PhD Position on Goldnanoparticle assemblies for SERS based detection of EGFR family expressing ovarian cancer cells in tumor xenografts (P2103)

Your position

For most tumors surgical dissection is still the most applied and effective treatment; however, it remains a challenge to secure the complete removal of the tumor. Explicitly the dissection of tumors with tendency to infiltrate the surrounding tissue within the peritoneal cavity. Intraoperative visualization of tumors can support the surgeon to see the edge of the tumor [1]. Hence tumor cells are targeted with biocompatible gold nanoparticles functionalized with antibody binding members of the EGFR family (anti-EGFR GNPs), on their overexpressed epidermal growth factor-receptors (EGFR) and confirmed with surface enhanced Raman spectroscopy (SERS) [2]. Thereby nanoparticle distribution, SERS signal strength and target selectivity is crucial and depends either on surface chemistry but also on GNP size and shape.

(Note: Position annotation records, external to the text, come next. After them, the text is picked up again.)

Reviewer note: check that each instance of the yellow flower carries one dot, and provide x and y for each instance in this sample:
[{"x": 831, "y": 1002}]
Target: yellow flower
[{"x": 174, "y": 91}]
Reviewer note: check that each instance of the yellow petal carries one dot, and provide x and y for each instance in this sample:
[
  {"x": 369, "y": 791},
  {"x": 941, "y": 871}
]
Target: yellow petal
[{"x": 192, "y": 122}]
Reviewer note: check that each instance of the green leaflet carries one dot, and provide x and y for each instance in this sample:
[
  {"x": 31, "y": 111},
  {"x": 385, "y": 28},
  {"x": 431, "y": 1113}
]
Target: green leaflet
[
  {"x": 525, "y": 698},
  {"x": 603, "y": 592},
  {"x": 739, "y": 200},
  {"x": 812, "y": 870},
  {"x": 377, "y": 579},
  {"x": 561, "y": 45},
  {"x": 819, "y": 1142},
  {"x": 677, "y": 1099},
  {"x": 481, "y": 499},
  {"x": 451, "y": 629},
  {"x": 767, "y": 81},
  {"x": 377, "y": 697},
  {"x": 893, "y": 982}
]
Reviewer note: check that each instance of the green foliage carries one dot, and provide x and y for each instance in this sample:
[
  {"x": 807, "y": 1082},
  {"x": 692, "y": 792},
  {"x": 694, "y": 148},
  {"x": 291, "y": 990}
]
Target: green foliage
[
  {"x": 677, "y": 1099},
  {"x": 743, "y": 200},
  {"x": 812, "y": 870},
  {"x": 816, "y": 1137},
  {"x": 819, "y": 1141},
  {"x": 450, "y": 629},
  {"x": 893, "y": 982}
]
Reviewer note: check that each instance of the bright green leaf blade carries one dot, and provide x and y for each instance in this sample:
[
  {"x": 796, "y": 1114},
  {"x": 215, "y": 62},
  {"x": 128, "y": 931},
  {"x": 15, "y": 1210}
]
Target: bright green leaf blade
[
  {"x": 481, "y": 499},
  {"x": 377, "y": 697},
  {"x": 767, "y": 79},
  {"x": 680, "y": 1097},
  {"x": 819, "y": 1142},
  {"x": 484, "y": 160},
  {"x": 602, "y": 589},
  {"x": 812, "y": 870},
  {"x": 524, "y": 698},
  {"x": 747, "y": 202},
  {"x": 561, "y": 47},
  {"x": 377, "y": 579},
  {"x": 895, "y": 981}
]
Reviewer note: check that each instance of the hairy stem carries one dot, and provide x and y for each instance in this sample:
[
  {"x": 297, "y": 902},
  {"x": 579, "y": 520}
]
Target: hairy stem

Within this PhD project, we aim to determine the effect of GNP sizes (60-5nm) and shapes (e.g. spheres, rods, triangles) to optimize target selectivity and distribution. Moreover, we will address the SERS intensity limit caused by GNP-diameter, by using assemblies of small GNPs (<20nm) connected with different types, lengths and concentration of linker molecules. Surface chemistry is characterized with inductively coupled plasma mass spectrometry, SERS, Quartz crystal microbalance and more. Assemblies are optimized based on SERS signal and fully characterized with scanning and transmission electron microscopy and atomic force microscopy. To measure the effect of the conjugates, we would like to test not only genetically manipulated ovarian cancer cells but also push this promising experimental setup further towards translational and interdisciplinary cancer research. CRISPR-Cas9-engineered ovarian cancer cells will be applied to a in vivo zebrafish embryo tumor xenograft model following on studying target specificity, distribution, SERS signal intensity and stability of large, single anti-EGFR GNPs to small, multi anti EGFR GNPs assemblies in a more complex but still well-known environment3. Importantly, the use of zebrafish tumor xenografts and PDX models allow visualization of single cells and can also be measured with SERS. To achieve this ambitious goal, this study takes advantage of established expertise and experimental capabilities in both collaborating labs.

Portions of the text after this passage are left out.